Il arrive naturellement de douter de sa pensée, mais il est fréquent d’éprouver aussi un sentiment de certitude, de posséder l’« intime conviction » de quelque chose. De fait, il est possible d’être sûr d’avoir raison, d’en être persuadé, assuré. Quelles sont alors les conditions qui favorisent cette situation ? Comment comprendre qu’on puisse être certain tout en ayant tort ? Pourtant, n’y a-t-il pas aussi des conditions permettant d’être certain légitimement, à bon droit ? Une méthode garantissant la validité de la pensée est-elle possible ? Mais enfin, est-il légitime de chercher à être sûr d’avoir raison ? La recherche de la certitude est-elle toujours compatible avec la recherche de la vérité ? Faut-il être sûr d’avoir raison ?
Comment expliquer tout d’abord le sentiment subjectif de certitude ? Qu’est-ce qui généralement le rend possible ? D’où vient que, même sans avoir longtemps réfléchi, ou sans avoir de connaissance précise sur une question, nous soyons certains d’avoir raison ? Descartes rappelle ironiquement, au début du Discours de la méthode, la prétention ordinaire des hommes au sujet de leur raison : chacun pense en être si bien pourvu, que personne n’a coutume d’en désirer plus qu’il n’en a. La confiance spontanée en notre raison est la raison de nos évidences. On pouvait invoquer également la force des passions : celles-ci troublent le jugement et lui font croire ce qu’elles veulent mais qui n’est pas : Spinoza explique par exemple l’origine de la croyance illusoire en la liberté par la conscience. Nos sentiments envahissent à ce point notre conscience qu’ils l’empêchent de voir qu’elle est déterminée.
N’y a-t-il pas toutefois des conditions permettant une certitude justifiée ? Pour être sûr d’avoir raison, ne suffit-il pas de vérifier son discours, de l’examiner et de le justifier ? Descartes proposait d’établir ce qu’il appelait la « mathématique universelle », qui consiste à étendre la certitude des mathématiques aux autres savoirs, en les soumettant tous à l’exigence minimale du raisonnement. La condition pour être sûr d’avoir raison est de raisonner.
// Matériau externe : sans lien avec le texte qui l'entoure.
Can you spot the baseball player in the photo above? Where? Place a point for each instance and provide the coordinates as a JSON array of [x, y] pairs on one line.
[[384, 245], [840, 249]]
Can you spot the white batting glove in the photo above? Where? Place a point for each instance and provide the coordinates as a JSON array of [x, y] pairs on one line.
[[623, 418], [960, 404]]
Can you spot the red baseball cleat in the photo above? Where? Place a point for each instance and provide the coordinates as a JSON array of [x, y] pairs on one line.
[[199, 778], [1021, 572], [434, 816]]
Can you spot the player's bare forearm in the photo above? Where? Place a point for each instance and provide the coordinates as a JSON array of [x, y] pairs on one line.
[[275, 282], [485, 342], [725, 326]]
Mais n’y a-t-il pas des raisonnements maladroits, voire faux ? N’y a-t-il pas même des vérités non déductives, comme le cogito par exemple ? On pouvait alors s’appuyer sur la redéfinition cartésienne de l’évidence : prenons pour règle de ne jamais rien affirmer définitivement qui ne soit clair et distinct, exempt de préjugé et de précipitation.
Une autre difficulté pouvait alors être abordée : dès lors qu’on est sûr d’avoir raison, ne court-on pas le risque d’avoir tort ? Le plus sûr moyen de se tromper n’est-il pas de ne pas se remettre en cause ? La certitude n’est-elle pas alors l’ennemie de la raison ? On pouvait distinguer la recherche de la certitude comme mise à l’épreuve de sa pensée et la possession de la certitude comme obstacle à la vérité. Lorsque la certitude est première, la condition pour avoir raison est le doute : on pouvait encore s’appuyer sur Descartes et son doute méthodique, et sur Platon qui fait du dialogue et de l’interrogation la condition de la véritable pensée.